7.13.11 Reviews (Part 1)

Northlanders #42 (DC/Vertigo): The Icelandic Trilogy kicks off the last 9 issues of the series, with Paul Azaceta on art duty. While I was paying attention to the new/different artist this issue, I noticed that the letters and colors have been a nice unifying constant through the arcs. Azaceta’s art itself carries a more representational quality to it, with thicker ink lines. I like that visually because tonally it tends to provide added weight to the story, which anchors it and feels appropriate since it is the last arc and all. “Settlement 871,” like so many of the stories in Northlanders, sees the protagonists seeking to reconcile their place in life. It’s a tale of interesting people in hard times, and I wonder if there’s some subconscious commentary sneaking in about making a place for yourself in today’s modern world of difficult times. Analogy is prescriptive, but allegory is subscriptive, and Brian Wood has become a king of allegory during his Vertigo tenure. I believe that allegorical writing is enduring. Story-wise, we see a small family settling a new frontier. It moves from difficult to gut-wrenching, and has absolutely unflinching use of language and emotion. Dave McCaig’s colors deserve another quick shout for that single panel of RED color with the KRAK sound effect. Ugh. Amid all the sorrow, who else but Brian Wood could make us believe that violence might be a caring act? Identity, emotional depth, clan warfare, visceral art, and a stunning cliffhanger. It’s like someone took the best parts of Northlanders and distilled them down into a potent stein full of high alcohol content ale for the last big hurrah. Grade A.
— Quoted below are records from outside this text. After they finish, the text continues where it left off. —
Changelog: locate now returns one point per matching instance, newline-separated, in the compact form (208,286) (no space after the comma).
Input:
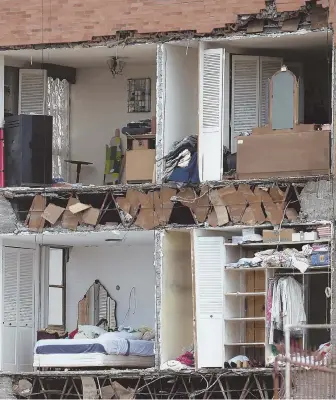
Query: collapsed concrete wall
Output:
(153,207)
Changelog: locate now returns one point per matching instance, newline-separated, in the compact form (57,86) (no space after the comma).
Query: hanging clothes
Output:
(287,305)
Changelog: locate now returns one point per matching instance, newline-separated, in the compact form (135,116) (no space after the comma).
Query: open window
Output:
(56,288)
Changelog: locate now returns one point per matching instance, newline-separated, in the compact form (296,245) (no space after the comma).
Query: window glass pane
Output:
(56,267)
(55,306)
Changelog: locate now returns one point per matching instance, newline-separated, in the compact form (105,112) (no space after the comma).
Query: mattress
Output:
(105,345)
(86,360)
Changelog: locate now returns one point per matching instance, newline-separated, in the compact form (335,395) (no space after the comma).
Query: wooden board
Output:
(70,220)
(52,213)
(34,220)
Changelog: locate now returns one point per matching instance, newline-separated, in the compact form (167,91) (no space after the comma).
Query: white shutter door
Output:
(211,114)
(268,67)
(32,91)
(209,265)
(18,310)
(245,96)
(26,332)
(9,309)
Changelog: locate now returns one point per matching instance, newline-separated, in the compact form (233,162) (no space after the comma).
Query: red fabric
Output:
(73,333)
(2,158)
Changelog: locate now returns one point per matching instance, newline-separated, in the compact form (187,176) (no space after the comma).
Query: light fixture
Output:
(115,65)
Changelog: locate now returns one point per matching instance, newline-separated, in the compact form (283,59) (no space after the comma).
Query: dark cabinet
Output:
(28,150)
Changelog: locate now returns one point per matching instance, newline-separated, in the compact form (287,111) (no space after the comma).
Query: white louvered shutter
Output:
(245,96)
(209,265)
(33,91)
(268,67)
(9,309)
(26,320)
(18,310)
(211,114)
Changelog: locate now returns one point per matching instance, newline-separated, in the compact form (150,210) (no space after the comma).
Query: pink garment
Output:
(269,303)
(187,359)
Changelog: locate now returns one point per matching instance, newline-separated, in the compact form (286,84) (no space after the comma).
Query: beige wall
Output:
(98,107)
(176,305)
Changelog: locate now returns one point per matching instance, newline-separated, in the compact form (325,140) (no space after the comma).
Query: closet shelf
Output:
(245,344)
(229,268)
(242,319)
(245,294)
(271,244)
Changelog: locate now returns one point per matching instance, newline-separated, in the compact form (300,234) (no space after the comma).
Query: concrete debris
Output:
(7,216)
(22,388)
(243,204)
(316,200)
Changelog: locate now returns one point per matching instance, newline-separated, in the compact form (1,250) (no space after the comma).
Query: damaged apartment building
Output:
(167,201)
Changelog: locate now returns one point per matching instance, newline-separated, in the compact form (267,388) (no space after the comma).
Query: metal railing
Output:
(308,374)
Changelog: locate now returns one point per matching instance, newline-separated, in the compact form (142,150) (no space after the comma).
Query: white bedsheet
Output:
(111,344)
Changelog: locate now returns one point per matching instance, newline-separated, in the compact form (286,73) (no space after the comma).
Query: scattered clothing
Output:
(187,359)
(287,258)
(287,305)
(181,164)
(174,365)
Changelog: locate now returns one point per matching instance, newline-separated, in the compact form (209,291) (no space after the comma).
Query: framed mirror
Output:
(97,305)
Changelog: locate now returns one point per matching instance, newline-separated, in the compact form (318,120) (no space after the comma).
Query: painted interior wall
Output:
(117,264)
(176,302)
(98,108)
(181,100)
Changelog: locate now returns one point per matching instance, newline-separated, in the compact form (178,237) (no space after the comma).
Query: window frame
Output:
(63,287)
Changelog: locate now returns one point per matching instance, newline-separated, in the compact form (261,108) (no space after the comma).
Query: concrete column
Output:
(160,109)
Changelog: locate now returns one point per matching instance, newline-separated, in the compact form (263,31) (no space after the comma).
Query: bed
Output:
(93,346)
(105,351)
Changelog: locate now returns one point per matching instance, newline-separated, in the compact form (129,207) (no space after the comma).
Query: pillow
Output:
(126,335)
(89,332)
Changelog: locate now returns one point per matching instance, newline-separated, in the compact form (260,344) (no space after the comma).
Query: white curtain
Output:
(58,103)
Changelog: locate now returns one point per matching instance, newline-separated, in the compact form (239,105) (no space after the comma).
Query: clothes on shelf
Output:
(287,258)
(138,128)
(285,305)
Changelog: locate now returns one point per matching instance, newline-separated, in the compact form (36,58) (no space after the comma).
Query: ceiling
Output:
(301,40)
(127,238)
(78,57)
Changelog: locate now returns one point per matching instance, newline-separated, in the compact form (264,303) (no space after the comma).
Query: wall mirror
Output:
(97,305)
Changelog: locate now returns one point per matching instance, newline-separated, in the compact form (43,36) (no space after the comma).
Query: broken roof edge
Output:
(131,38)
(11,192)
(23,231)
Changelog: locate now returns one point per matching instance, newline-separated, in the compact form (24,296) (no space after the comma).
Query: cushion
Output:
(89,332)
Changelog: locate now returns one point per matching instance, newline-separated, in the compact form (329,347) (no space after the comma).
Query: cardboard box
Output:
(140,144)
(282,235)
(140,165)
(320,258)
(283,155)
(267,130)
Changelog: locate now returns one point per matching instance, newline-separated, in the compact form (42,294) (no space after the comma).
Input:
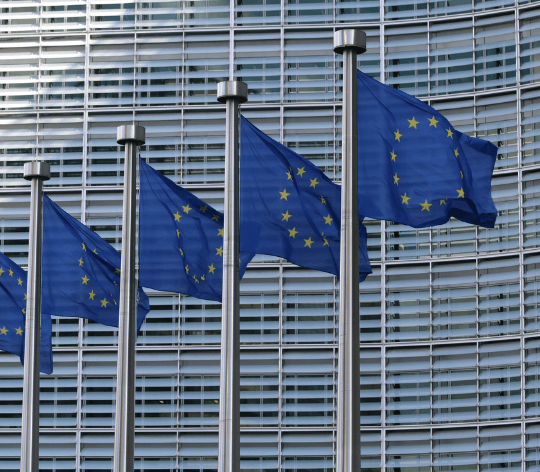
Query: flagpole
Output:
(349,42)
(232,93)
(124,422)
(37,172)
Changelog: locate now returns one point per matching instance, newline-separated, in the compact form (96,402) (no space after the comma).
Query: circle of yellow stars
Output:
(300,171)
(18,331)
(219,250)
(413,123)
(85,279)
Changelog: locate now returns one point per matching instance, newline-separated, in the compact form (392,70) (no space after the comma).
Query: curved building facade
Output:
(450,317)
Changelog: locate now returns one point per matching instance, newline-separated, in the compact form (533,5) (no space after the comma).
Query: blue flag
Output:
(288,207)
(180,240)
(414,168)
(81,271)
(12,315)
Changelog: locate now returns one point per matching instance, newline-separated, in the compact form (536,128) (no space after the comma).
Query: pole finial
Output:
(130,134)
(232,89)
(39,169)
(354,39)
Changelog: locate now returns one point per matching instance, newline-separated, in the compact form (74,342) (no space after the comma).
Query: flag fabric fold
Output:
(180,239)
(288,207)
(81,271)
(12,315)
(414,168)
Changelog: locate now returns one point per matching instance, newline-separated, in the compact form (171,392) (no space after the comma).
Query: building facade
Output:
(450,317)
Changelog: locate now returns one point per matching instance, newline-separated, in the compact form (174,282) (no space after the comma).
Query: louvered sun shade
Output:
(530,130)
(258,12)
(158,76)
(258,65)
(407,58)
(308,67)
(206,61)
(451,53)
(466,382)
(495,52)
(529,37)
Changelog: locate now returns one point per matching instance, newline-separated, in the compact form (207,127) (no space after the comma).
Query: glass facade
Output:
(450,317)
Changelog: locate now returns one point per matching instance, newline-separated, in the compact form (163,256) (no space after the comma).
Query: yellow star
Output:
(284,194)
(413,123)
(425,205)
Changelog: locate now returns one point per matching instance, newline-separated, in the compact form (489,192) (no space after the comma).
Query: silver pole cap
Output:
(354,39)
(39,169)
(130,134)
(234,89)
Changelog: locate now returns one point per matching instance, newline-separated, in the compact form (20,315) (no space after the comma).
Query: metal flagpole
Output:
(124,421)
(37,172)
(349,42)
(232,93)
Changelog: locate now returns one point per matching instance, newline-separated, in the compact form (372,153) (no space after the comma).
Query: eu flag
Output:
(414,168)
(12,315)
(288,207)
(81,271)
(180,240)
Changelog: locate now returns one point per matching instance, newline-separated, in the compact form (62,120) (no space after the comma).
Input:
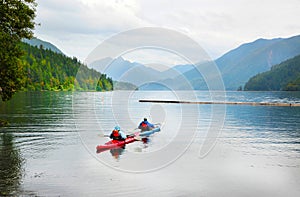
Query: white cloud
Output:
(78,26)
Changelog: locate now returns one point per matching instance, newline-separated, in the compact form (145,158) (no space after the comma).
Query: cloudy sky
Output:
(78,26)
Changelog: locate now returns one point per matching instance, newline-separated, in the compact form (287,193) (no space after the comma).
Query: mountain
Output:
(283,76)
(135,73)
(238,65)
(48,70)
(45,45)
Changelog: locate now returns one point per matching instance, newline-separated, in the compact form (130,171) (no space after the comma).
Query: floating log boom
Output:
(223,103)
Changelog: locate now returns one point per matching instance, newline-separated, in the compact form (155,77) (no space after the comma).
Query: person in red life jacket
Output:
(117,134)
(145,125)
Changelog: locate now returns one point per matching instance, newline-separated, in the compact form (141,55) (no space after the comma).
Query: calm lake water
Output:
(49,147)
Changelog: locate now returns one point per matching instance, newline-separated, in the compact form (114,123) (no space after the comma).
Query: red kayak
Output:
(115,144)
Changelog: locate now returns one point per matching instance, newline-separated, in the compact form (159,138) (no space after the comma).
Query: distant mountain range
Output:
(236,67)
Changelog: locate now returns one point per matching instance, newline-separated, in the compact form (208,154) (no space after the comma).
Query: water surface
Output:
(49,147)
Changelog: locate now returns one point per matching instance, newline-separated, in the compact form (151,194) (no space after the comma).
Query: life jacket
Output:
(116,135)
(144,125)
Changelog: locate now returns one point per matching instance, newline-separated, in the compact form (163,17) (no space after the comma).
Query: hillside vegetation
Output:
(283,76)
(48,70)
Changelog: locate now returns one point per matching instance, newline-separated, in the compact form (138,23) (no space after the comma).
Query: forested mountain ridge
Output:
(283,76)
(48,70)
(45,45)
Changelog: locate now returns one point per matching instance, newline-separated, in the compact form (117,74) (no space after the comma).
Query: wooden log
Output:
(223,103)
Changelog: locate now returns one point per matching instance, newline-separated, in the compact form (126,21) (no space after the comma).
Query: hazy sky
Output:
(78,26)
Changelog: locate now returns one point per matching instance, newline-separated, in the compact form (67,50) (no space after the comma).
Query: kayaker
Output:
(117,134)
(145,125)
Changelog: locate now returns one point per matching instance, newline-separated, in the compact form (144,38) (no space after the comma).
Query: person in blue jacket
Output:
(145,125)
(117,134)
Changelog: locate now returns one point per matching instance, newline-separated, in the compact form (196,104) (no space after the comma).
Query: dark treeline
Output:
(48,70)
(284,76)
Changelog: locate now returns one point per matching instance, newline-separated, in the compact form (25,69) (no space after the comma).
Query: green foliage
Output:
(48,70)
(284,76)
(16,22)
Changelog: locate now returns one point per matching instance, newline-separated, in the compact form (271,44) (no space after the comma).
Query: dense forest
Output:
(48,70)
(283,76)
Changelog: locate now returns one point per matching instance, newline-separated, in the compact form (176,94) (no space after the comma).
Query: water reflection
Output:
(11,164)
(117,152)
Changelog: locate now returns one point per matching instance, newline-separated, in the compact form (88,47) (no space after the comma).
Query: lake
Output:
(49,147)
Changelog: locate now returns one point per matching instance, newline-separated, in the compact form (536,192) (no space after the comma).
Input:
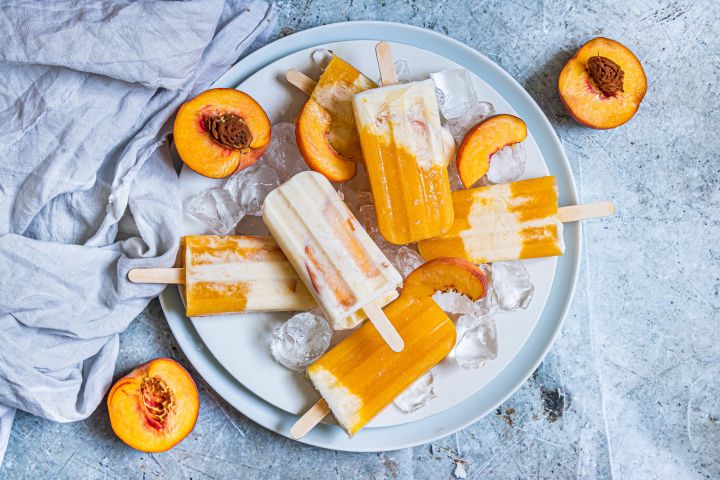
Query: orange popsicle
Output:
(361,375)
(406,153)
(502,222)
(230,274)
(325,128)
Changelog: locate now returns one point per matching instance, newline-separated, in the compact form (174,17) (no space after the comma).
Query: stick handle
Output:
(388,76)
(384,327)
(175,276)
(574,213)
(301,81)
(311,418)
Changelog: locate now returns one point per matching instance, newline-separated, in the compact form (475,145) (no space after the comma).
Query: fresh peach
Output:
(312,133)
(443,274)
(483,140)
(603,84)
(325,129)
(221,131)
(155,406)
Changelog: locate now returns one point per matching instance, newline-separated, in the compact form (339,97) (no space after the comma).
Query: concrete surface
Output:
(630,390)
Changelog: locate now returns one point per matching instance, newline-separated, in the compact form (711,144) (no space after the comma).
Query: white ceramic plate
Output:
(240,342)
(238,353)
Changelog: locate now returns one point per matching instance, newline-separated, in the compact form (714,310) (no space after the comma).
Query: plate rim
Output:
(431,428)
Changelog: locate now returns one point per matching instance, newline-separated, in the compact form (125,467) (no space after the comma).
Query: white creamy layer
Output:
(309,220)
(496,232)
(345,406)
(408,115)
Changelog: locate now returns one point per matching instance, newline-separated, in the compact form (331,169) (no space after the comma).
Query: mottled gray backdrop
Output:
(631,388)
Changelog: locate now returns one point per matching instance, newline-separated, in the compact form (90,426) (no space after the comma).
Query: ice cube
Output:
(300,341)
(416,395)
(455,182)
(507,164)
(321,57)
(512,288)
(217,209)
(282,154)
(477,340)
(455,91)
(475,113)
(250,186)
(406,260)
(454,302)
(402,70)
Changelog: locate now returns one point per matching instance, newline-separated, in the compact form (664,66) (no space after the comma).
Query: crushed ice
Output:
(459,103)
(416,395)
(250,186)
(217,209)
(282,155)
(512,288)
(477,340)
(300,341)
(244,192)
(507,164)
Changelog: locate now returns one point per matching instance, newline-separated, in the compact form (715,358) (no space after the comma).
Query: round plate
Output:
(517,357)
(240,342)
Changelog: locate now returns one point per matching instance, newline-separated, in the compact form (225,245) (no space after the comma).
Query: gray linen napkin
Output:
(87,187)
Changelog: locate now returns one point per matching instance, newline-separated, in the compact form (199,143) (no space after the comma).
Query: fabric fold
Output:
(87,184)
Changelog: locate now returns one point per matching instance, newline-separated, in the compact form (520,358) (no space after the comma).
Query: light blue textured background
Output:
(639,346)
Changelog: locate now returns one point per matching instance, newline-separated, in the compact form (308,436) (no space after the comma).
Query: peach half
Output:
(221,131)
(603,84)
(325,129)
(154,407)
(444,274)
(483,140)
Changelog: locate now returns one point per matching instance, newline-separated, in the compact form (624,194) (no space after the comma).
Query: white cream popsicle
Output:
(406,153)
(334,256)
(231,274)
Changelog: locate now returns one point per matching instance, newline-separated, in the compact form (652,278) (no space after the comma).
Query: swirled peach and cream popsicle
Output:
(502,222)
(232,274)
(334,256)
(406,153)
(326,132)
(361,376)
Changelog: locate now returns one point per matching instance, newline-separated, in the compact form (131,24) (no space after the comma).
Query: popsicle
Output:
(406,153)
(360,376)
(325,128)
(509,222)
(340,264)
(232,274)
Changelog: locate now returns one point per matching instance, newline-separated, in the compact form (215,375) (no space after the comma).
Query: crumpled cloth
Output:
(88,91)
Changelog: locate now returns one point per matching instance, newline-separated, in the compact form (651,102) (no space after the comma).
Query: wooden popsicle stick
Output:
(301,81)
(309,419)
(574,213)
(384,327)
(388,75)
(175,276)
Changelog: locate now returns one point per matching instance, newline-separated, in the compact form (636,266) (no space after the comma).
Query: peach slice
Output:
(221,131)
(483,140)
(446,273)
(603,84)
(154,407)
(325,129)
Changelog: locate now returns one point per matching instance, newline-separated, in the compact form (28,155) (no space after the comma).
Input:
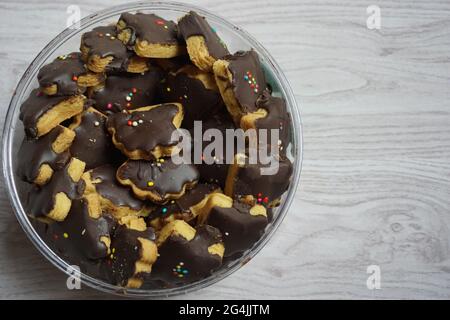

X-Men: Schism #1 (Marvel): Jason Aaron and Carlos Pacheco bring us what is supposedly the next big X-event, which will apparently shape the direction of the franchise for years to come. Ok. There’s some good and some bad to it, but overall, I gotta’ say up front that I’m a little disappointed. Carlos Pacheco is typically a really good artist, but here his work looks a little flat and two dimensional in spots. The coloring doesn’t help either. On most pages, it looks really washed out. I think it’s an attempt to lend a somber tone or something(?), like in the flashback, but it really makes the entire effort look weak. And the whole thing is $4.99. Ugh. I enjoy watching the jocular tension between Scott and Logan slowly slip into something of more dangerous proportions. I still like Utopia as a sovereign nation (like Israel), with the X-Men as a militaristic unit (like the IDF or the Mossad), and Aaron even takes the analogy a step further by introducing what is surely meant to be Iran’s Ahmadinejad. In the same way that ol’ “Ahmmy” runs around saying the Holocaust never happened for the Jewish people, Marvel Ahmadenijad is speaking out and denying that Sentinels were ever created to exterminate mutants. I just like the boldness of this. First, Jason Aaron takes on Alan Moore, now he takes on Iran’s repressive dictator. You go, boy! Along the way, he slips in some references to cheating politicians with dying wives, and even some Johnny Cash nods. Some kid (Kade Kilgore) who I know nothing about starts monologuing his way through things, and some dopey other kid (who I also know nothing about) named Quentin Quire does some stuff too. For a story that is supposed to carry so much weight and magnitude, it seems like there should have been someone of consequence in these roles, not the d-listers we actually got. On the plus side, you can see Wolverine’s wheels turning about the path he’s on, and the second ish with Frank Cho art looks great. I would have liked him on the entire run rather than this “one issue, one artist” deal for the 5-issue run, but oh well, I’ll probably give this one more issue to wow me. Grade B.